Тому, кто в это утро смотрел с набережной реку, могло показаться, что ее поглотило мглистое облако. Никого, кроме Какуса, на воде не было видно.
«Один на один с Арно! Я Геркулес, а не Какус», — думал он. Направившись к своему излюбленному месту, на середину реки, то опираясь на шест и шаря им по дну, то низко наклоняясь над водой, Какус стал вынимать первые лопаты песку. Время от времени ему приходилось осаживать лодку назад, потому что течение сносило ее к месту впадения сточного канала. Так он работал часа два или три и уже почти наполовину выполнил свой «урок», а туман не только не рассеивался, но становился все гуще и гуще. Внезапно лодку затянуло в водоворот, который образуется в устье канала даже во время спада воды. Отяжелевшая от песка барка завертелась на одном месте. Упираясь изо всех сил шестом в дно, Какус снова попытался отвести ее назад, но подхваченная Сильным течением лодка резко качнулась, выскользнула у него из-под ног, и он повис на шесте.
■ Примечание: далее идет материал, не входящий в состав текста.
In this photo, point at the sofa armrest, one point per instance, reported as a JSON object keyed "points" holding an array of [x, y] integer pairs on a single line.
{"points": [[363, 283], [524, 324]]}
Еще мгновение — и барка, увлекаемая водоворотом, налетела на шест. Удар был так силен, что сбросил Какуса в воду, и он камнем пошел ко дну, а тяжело нагруженная лодка опрокинулась, накрыв его, словно надгробная плита.
Ринчине — селение в Муджелло, расположенное поблизости от долины реки Сьеве. В ту пору дилижансы до Ринчине еще не шли и приходилось, свернув с шоссе Контеа-Лонда, взбираться вверх по проселочным дорогам и тропинкам. Земля здесь родит скупо, только и встречаются каменные дубы да каштаны, крестьяне не могут прокормить коров и поэтому разводят овец. Женщины еще в самом начале беременности стараются через письмоносцев разузнать, кому в городе понадобится кормилица. Но, поскольку в этих краях здоровых и цветущих женщин встречается мало, горожане редко прибегают к их услугам. И в самом деле, кто без крайней нужды отдаст своего ребенка кормилице с холмов Контеа? Живут эти женщины в нищете, и, понятно, лишнего молока у них быть не может.
Хотя земля в этой холмистой местности скупа и сурова, зато воздух просто целебный. Крестьянских сыновей рано отнимают от материнской груди, но простая, здоровая пища идет им на пользу, и они вырастают выносливыми, неутомимыми пахарями. Так что если местных кормилиц не особенно ценят, то батраки из Контеа, Виккьо и Дикомано всегда нарасхват. Это работящий люд, скуповатый и недоверчивый, потому что жизнь учит их беречь каждый грош, но зато надежный и на свой, особый лад сердечный.
Когда в доме Тинаи узнали о смерти Какуса (ему послали письмо, чтобы поскорей получить деньги за Метелло, и оно вернулось с пометкой «за смертью адресата»), глава семьи велел снохе и сыну Эудженио собираться в город, чтобы возвратить младенца отцу: «Скажите этому самому Какусу, что обмануть одного крестьянина не удастся и десяти горожанам!» Но посланные вернулись, а маленький Метелло был по-прежнему на руках у своей кормилицы Изолины.